Property buyers will have breathed a small sigh of relief as Chancellor Rishi Sunak read out his budget statement on Wednesday.
While there was little to cheer in his measures, some relief could be had from the absence of any unpleasant surprises in his measures.
The day started positively with an announcement by the Bank of England that interest rates were to be cut from 0.75% to 0.25%, intended to boost economic activity and to help offset the effects of the coronavirus.
The big winners are expected to be those on variable and tracker rate mortgages who stand to save around £25-a-month for every £100,000 they borrow.
A new stamp duty surcharge of 2% for non-UK resident investors, effective from April 1, will not apply to Scottish residential properties, unless the Scottish Government decides to adopt the measure.

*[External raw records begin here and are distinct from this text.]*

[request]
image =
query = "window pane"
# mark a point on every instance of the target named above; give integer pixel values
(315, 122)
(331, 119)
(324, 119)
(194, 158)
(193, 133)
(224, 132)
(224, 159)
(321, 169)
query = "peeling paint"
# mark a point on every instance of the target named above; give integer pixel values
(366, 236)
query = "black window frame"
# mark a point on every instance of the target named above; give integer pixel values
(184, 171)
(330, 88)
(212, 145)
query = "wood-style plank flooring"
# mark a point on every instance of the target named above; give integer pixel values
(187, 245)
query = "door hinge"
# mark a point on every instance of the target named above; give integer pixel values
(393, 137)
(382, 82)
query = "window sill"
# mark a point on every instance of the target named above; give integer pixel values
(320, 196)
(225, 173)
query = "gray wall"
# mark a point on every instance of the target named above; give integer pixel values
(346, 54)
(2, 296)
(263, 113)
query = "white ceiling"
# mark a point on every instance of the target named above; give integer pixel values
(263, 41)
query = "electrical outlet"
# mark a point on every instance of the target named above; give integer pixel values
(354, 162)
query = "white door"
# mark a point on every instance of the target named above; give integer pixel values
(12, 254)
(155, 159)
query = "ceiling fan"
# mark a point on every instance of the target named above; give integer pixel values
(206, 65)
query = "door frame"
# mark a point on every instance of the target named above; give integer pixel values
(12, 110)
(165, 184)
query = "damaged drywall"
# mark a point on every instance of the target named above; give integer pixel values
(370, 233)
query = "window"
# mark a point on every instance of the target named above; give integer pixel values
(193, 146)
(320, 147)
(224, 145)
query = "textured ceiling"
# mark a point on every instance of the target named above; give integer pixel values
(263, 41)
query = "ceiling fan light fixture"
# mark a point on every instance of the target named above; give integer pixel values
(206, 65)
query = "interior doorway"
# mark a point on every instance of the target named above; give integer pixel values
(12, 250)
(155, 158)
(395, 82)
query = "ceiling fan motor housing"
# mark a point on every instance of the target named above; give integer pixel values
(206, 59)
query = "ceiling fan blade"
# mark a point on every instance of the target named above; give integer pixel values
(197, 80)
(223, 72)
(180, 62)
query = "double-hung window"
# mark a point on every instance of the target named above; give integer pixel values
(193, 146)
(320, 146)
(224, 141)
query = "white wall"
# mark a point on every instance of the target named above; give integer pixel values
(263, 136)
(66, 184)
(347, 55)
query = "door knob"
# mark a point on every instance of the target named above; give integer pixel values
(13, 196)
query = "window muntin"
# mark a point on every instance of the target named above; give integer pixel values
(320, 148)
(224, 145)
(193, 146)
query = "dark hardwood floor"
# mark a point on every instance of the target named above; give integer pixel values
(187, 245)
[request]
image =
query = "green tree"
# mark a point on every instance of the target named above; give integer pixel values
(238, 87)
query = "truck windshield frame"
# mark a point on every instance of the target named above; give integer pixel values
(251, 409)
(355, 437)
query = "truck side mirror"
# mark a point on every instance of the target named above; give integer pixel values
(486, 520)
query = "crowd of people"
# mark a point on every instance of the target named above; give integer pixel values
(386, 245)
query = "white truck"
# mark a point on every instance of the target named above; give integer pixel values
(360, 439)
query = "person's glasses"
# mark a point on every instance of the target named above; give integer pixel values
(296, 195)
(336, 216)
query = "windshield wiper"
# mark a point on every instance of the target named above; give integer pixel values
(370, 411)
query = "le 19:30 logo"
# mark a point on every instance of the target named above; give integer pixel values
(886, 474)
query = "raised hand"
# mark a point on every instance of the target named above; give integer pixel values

The Chancellor decided against raising of the stamp duty threshold to £500,000, an idea floated by his predecessor Sajid Javid, for property buyers in England and Wales.
While this would have been welcome news for landlords and investors south of the border, there were concerns in Scotland at the creation of a two-tier system that could have driven investment south.
For corporate investors, corporation tax remains frozen at 19% and there was also an announcement of more investment into combatting tax mitigation structures that help some people to evade tax.
In addition, from April 5, capital gains tax will be payable within 30 days of a property being sold, making it critical to ensure that you keep great records of the original purchase and associated costs.
Meanwhile April will see the full implementation of Section 24 mortgage interest changes that will reduce the amount upon which landlords can claim tax relief.